Payment in lieu of dividends. If the company pays a cash dividend to the actual shareholders (not you, as you don’t own them), the short seller is required to pay you an equivalent amount).
Any non-cash distributions at the end of the loan period.
Sometimes, a lending fee that the broker may or may not share with you, depending on the circumstances.
In addition your broker will, in all likelihood, be holding collateral from the short seller.
(Note: the above is for a typical share lending arrangement. Agreements can vary between brokers or even individual clients - consult your actual broker or financial advisor)
While called a “loan”, it’s actually a bit of a misnomer, given legal and beneficial ownership has actually been transferred. But it is a “loan” in the sense that you are owed something.
Similarly, “shares” (once lent out) is a bit of a misnomer, as you actually don’t have that legal and beneficial ownership. You have a position, and retain economic interest in the underlying stock. It’s understandable that most people use the word “shares” to reflect their account holdings, but these are important distinctions to understand if our brains are to keep from turning into mashed potatoes with nutty conspiracy theories.
One question that comes up occasionally is why, if legal and beneficial title is relinquished, it doesn’t trigger capital gains for tax purposes. I’ll let Google Gemini handle this one:
Source: Google Gemini Advanced (consult your own tax advisor)
A simple example may help illustrate what’s going on. Consider:
Investor A owns 100 shares in a margin account (or chooses to participate in a share lending program) on Day 1.
On Day 2, a clothed short seller arranges, through the broker(s), to borrow 50 of Investor A’s shares, but does not sell them on Day 2 (perhaps the FUD isn’t quite ready to go?).
On Day 3, The short seller sells those 50 borrowed shares in the market to Investor B.

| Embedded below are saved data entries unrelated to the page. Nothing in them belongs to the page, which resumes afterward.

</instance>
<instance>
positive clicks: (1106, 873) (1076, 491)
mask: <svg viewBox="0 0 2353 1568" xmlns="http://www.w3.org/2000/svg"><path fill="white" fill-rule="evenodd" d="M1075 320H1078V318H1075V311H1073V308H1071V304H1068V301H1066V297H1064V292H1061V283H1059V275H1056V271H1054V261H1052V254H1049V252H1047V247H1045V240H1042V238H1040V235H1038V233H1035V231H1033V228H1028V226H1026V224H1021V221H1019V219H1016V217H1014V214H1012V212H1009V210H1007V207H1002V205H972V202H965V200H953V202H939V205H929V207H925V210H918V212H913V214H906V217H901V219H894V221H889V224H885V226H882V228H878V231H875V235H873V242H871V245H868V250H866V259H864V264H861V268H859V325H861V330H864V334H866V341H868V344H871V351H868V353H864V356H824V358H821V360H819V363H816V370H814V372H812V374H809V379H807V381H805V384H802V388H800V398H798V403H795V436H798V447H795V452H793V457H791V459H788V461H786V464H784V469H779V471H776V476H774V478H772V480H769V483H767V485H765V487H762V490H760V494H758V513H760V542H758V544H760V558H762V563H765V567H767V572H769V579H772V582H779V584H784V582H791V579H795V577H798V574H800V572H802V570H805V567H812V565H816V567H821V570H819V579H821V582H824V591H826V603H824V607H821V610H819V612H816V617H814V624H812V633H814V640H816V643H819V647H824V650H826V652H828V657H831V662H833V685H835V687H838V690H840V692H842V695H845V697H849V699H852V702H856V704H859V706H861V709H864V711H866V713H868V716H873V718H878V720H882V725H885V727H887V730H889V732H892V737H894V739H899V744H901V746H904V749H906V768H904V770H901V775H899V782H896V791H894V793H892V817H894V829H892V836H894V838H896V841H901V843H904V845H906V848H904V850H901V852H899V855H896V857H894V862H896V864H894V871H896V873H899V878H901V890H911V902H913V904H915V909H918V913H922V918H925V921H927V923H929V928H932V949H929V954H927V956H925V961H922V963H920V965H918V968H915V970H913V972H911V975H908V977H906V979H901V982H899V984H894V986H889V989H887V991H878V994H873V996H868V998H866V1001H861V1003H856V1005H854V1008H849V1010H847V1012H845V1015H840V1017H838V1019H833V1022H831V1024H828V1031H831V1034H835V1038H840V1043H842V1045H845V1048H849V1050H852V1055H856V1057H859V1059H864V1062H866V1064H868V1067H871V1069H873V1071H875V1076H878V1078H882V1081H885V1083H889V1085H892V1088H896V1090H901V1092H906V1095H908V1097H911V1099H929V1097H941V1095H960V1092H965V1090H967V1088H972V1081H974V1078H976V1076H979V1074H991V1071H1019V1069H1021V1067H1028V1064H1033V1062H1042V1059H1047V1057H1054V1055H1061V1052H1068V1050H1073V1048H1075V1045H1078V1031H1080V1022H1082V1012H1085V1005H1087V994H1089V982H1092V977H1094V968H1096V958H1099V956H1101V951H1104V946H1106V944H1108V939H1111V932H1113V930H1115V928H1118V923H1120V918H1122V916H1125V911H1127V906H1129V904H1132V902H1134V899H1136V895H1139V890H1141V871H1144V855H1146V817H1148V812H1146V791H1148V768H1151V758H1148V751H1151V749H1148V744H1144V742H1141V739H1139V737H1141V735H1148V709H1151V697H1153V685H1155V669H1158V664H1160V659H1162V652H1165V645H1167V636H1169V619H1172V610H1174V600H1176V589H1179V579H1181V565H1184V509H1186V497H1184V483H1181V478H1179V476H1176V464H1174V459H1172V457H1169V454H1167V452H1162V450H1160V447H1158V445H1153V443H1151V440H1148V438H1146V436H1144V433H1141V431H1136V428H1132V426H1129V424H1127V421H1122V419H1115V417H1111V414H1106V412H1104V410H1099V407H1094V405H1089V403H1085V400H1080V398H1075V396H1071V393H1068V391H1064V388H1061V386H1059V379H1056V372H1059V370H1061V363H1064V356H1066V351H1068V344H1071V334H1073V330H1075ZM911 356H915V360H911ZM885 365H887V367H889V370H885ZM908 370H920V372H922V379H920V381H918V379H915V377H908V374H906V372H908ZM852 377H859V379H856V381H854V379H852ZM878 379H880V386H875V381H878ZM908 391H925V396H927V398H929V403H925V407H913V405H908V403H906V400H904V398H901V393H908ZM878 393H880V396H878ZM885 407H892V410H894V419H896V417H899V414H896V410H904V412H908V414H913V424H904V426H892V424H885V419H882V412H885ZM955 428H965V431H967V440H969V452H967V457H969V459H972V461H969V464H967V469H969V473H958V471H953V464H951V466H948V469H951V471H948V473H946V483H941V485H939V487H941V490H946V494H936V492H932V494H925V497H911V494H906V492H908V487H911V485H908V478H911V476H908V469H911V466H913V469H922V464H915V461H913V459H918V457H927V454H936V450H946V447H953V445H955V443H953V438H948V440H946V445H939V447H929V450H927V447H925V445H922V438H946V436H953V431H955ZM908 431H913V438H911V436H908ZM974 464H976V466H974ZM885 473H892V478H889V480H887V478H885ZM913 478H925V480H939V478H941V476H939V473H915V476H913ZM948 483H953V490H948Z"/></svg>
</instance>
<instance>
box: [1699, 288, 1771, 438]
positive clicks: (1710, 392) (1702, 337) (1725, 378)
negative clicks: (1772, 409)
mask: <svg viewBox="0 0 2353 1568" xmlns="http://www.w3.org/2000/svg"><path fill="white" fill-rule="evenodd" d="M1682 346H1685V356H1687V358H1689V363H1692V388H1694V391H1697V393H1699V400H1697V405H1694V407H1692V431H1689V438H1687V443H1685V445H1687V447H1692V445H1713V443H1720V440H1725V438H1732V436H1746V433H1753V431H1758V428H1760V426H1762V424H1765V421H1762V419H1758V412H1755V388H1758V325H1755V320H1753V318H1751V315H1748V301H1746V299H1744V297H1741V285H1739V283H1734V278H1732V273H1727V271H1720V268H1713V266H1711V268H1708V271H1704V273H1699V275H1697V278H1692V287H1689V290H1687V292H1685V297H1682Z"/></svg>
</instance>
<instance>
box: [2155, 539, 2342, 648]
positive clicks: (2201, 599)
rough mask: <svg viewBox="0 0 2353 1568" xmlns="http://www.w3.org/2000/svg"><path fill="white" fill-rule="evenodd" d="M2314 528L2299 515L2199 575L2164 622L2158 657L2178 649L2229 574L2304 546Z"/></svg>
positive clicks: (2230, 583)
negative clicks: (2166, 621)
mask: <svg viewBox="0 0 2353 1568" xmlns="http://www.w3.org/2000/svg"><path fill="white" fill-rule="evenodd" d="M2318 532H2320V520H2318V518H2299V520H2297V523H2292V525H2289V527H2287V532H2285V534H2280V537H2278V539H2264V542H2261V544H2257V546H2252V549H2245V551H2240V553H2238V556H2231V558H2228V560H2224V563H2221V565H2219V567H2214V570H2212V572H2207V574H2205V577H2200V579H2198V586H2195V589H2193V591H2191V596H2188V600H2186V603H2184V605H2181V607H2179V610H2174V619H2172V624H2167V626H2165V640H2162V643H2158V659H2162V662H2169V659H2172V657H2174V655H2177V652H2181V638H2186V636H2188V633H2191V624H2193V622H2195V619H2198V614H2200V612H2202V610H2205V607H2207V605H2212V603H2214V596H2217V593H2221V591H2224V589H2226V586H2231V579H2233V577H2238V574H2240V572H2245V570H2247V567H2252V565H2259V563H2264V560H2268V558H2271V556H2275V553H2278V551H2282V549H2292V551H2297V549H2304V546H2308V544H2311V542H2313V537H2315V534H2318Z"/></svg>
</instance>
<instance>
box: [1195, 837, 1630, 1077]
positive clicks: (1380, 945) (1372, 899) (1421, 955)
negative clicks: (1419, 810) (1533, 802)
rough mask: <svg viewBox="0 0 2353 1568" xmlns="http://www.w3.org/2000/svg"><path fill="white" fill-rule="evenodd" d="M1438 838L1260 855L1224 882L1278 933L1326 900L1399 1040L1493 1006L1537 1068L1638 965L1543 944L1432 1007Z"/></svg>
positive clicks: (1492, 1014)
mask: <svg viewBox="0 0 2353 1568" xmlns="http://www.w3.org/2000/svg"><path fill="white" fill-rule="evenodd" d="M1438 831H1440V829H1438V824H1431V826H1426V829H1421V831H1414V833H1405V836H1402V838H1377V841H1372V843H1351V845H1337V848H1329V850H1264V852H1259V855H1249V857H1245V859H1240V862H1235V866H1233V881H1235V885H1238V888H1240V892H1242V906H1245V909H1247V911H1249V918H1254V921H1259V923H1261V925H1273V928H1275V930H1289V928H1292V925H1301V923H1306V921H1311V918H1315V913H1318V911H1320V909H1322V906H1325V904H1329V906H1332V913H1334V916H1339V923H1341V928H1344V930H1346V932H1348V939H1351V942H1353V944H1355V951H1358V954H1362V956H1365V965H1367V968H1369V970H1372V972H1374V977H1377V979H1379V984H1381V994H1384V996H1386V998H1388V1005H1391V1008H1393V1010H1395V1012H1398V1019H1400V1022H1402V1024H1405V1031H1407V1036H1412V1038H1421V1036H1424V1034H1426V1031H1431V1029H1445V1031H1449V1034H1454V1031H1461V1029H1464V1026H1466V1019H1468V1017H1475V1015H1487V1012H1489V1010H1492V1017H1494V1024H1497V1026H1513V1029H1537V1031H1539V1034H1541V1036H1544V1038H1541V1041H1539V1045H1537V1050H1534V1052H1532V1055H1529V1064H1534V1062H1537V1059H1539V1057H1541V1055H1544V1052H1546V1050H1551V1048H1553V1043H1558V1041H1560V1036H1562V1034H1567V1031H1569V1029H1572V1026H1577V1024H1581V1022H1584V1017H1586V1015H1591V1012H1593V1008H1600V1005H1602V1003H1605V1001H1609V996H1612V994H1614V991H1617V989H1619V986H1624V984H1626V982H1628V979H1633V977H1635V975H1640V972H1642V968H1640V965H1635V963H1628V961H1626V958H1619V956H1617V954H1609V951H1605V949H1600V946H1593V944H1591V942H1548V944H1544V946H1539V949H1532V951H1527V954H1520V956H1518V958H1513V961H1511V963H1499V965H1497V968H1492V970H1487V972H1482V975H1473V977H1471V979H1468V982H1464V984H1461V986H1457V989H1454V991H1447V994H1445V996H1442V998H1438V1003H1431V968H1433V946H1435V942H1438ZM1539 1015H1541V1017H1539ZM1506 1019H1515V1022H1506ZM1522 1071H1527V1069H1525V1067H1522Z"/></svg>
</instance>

The table below shows what is happening here:
This is of course very simple for illustrative purposes. Actual mechanics can be more complex. However, in our example you can see that the share count (actual shares) never changes, but the number of long positions does change. You’ll also observe that the net long position across all three parties does not change, and is always equal to the share count.
If the above were a real-world example and accounted for all of a company’s securities, you’d be hearing howls about how investors own 150 shares but there are only 100 shares outstanding, and how thus there are 50 “fake” or “counterfeit” shares.
That’s not to say that it’s impossible for shenanigans and tomfoolery to exist with respect to short selling. For example, the SEC recently laid charges in an “abusive naked short selling scheme” (Link: https://www.sec.gov/news/press-release/2023-107). Good. The point I’m trying to make here is that one (there are several) of the pillars of the “counterfeit shares” conspiracy theories (e.g. spouted for years by AMC investors) is born from a lack of basic understanding of what a stock loan actually is, and the difference between a share and a “share”.
“There are two times in a man's life when he should not speculate: when he can't afford it, and when he can.” - Mark Twain
Bravo! I was hoping $DJT would bring you back to the land of the posting.
Thanks, that's a very clear explanation! I came across this theme when buying GME back in 2020, never fully understood it.